The Fallacy of Middle Class Values in Education
I just read an excellent post by the Traditional Teacher entitled ‘Why We Don’t Need Grammar Schools’ which challenges the notion that I have encountered many times – namely that a rigorous academic education is based on middle class values foisted onto poor unsuspecting members of the working/underclass.
It is a peculiarly ‘Western’ concept based on the way that education has gone from the province of the elite to the masses. However, in most countries in the world this notion of class and education is not tied together in quite the same way.
Both my parents came from good agrarian stock – small villages in India – and the idea of education being a good in itself and to be valued came way before schools did to these areas.
Their own views on education were formed by their experiences both at the time and later on. As children who had left school voluntarily (mum at 14), and never been made to go and then truanted as no-one checked or informed parents (dad), they regretted their choices as adults. My parents were encouraged to go to school but for their own reasons chose not to at the time. This is the problem with allowing children to make decisions they do not fully comprehend the consequences of. So yes dad did spend his time playing and messing around with no formal education. Mum left because she couldn’t be bothered to work hard.
Interesting then that it is precisely those two people who as soon as they had my brothers and I not only did everything to make us school ready, but pushed and insisted on school, did not let us take a day off unless we were really sick, took us to the library weekly and insisted we do homework that they could not understand themselves. In short they displayed the ‘middle class values’ that are often talked about but in reality it was not their practical experience of education that was transmitted. The economic reasons (to get a good job) were but there was something else that was going on that I find lacking in the progressive agenda in itself.

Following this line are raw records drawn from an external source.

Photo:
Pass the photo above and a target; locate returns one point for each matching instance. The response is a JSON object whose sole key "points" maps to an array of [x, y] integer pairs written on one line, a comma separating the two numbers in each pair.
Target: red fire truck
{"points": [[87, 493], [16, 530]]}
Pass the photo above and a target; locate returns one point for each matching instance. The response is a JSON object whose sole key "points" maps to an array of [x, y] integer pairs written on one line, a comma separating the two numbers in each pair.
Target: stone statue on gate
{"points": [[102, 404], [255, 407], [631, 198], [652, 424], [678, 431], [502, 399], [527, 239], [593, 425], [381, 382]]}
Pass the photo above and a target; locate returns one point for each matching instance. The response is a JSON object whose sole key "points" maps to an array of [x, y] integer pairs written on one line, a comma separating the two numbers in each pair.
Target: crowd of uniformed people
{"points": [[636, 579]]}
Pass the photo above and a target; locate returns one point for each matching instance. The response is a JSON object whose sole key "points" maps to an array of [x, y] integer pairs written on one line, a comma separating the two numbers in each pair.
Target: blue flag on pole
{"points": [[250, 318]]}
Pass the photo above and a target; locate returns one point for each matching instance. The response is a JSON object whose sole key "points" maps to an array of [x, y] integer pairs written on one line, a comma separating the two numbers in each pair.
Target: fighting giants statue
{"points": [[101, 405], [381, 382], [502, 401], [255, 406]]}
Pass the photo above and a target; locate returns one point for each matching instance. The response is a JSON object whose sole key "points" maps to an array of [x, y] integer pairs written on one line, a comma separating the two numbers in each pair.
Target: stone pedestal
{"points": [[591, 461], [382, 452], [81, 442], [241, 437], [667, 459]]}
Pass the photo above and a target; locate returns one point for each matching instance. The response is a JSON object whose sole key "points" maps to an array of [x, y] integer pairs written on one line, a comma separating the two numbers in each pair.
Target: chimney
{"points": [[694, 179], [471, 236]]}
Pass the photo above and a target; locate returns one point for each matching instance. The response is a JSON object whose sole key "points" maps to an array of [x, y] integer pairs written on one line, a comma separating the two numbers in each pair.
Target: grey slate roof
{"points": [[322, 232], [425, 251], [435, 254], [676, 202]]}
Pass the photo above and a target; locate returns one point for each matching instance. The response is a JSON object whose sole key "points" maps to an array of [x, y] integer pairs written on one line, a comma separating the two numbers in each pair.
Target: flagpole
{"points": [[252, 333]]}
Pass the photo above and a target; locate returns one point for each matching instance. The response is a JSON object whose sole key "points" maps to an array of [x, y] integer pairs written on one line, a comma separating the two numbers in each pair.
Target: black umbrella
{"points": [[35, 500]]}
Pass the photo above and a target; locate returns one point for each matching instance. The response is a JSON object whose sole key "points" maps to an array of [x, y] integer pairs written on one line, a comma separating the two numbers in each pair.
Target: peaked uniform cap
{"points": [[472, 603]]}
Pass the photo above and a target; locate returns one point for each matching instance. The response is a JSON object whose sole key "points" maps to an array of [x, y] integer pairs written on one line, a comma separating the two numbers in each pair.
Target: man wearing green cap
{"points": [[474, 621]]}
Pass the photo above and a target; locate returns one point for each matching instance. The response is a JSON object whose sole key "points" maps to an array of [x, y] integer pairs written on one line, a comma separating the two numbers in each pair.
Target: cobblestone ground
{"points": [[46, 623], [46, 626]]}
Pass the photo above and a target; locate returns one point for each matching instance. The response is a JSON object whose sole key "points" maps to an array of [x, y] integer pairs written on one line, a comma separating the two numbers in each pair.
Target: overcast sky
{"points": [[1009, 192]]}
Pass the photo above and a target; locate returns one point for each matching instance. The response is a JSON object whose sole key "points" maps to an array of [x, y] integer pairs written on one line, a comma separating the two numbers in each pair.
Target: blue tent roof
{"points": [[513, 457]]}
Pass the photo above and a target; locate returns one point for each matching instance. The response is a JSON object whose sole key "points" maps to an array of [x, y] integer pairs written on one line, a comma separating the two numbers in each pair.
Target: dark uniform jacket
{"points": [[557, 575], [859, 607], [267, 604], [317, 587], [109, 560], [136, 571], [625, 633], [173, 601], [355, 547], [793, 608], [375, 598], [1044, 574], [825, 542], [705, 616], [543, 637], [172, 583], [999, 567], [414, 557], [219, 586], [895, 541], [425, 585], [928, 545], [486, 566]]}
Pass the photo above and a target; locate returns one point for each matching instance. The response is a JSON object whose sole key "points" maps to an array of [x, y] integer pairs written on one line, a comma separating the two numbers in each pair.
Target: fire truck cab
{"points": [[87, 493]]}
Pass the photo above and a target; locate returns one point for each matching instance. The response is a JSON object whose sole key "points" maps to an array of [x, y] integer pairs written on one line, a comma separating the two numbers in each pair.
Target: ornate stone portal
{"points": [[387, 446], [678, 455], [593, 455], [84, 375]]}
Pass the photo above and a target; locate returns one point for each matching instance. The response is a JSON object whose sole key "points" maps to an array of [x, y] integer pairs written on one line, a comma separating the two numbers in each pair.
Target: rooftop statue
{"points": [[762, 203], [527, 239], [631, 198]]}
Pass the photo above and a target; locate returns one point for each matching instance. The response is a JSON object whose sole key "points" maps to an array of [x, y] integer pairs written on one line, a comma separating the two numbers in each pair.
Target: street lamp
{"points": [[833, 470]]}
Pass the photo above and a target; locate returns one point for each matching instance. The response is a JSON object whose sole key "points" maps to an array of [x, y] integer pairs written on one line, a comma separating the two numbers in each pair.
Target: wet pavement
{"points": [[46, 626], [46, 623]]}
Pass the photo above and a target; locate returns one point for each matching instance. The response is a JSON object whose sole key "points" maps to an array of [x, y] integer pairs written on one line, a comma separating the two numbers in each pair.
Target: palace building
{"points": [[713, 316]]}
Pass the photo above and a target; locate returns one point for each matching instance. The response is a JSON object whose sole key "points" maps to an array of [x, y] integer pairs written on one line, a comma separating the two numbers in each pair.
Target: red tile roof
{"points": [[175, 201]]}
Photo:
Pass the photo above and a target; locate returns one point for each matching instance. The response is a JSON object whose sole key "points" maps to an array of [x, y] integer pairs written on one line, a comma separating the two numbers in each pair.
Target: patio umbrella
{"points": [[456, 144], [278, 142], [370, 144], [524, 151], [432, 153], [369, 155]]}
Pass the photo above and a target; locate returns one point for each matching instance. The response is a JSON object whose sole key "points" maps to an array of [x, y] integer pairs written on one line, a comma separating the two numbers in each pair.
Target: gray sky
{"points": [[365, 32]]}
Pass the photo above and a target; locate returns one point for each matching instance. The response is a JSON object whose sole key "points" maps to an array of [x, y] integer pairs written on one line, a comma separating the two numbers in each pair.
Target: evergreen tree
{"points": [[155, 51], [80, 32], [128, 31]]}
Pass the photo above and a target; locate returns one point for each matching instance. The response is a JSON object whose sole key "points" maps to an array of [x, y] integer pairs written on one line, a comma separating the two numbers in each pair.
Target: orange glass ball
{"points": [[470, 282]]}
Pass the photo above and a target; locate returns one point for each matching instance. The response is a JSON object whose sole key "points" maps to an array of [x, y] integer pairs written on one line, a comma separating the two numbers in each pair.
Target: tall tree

It is precisely that phrase ‘education is a good in itself’ and that it is better to know than not know. This is not a socio-economic argument but a spiritual one and one that has diminished rapidly over time in this country. It is the argument that would have been posited to me if I thought something was irrelevant or boring at that time. Interesting that this argument was the strongest for me in terms of working hard at school.
Ideas of ‘spirituality’ from the East are often connected to ghastly elements of the ‘new age’ in western countries (a patronising pick and mix individualistic vapid attitude to spiritualism from other cultures in the world). However spirituality development is important to our growth as human beings.
Education links you to other human beings in the past and present. Oh and for the record, there is a strain both in Europe, Asia and elsewhere that has valued education in its own right without recourse to the money you may earn as an adult or social position. This strain of thought just seems to have disappeared entirely. A shame as it is a powerful argument in favour of education and its positive effects on our growth and development.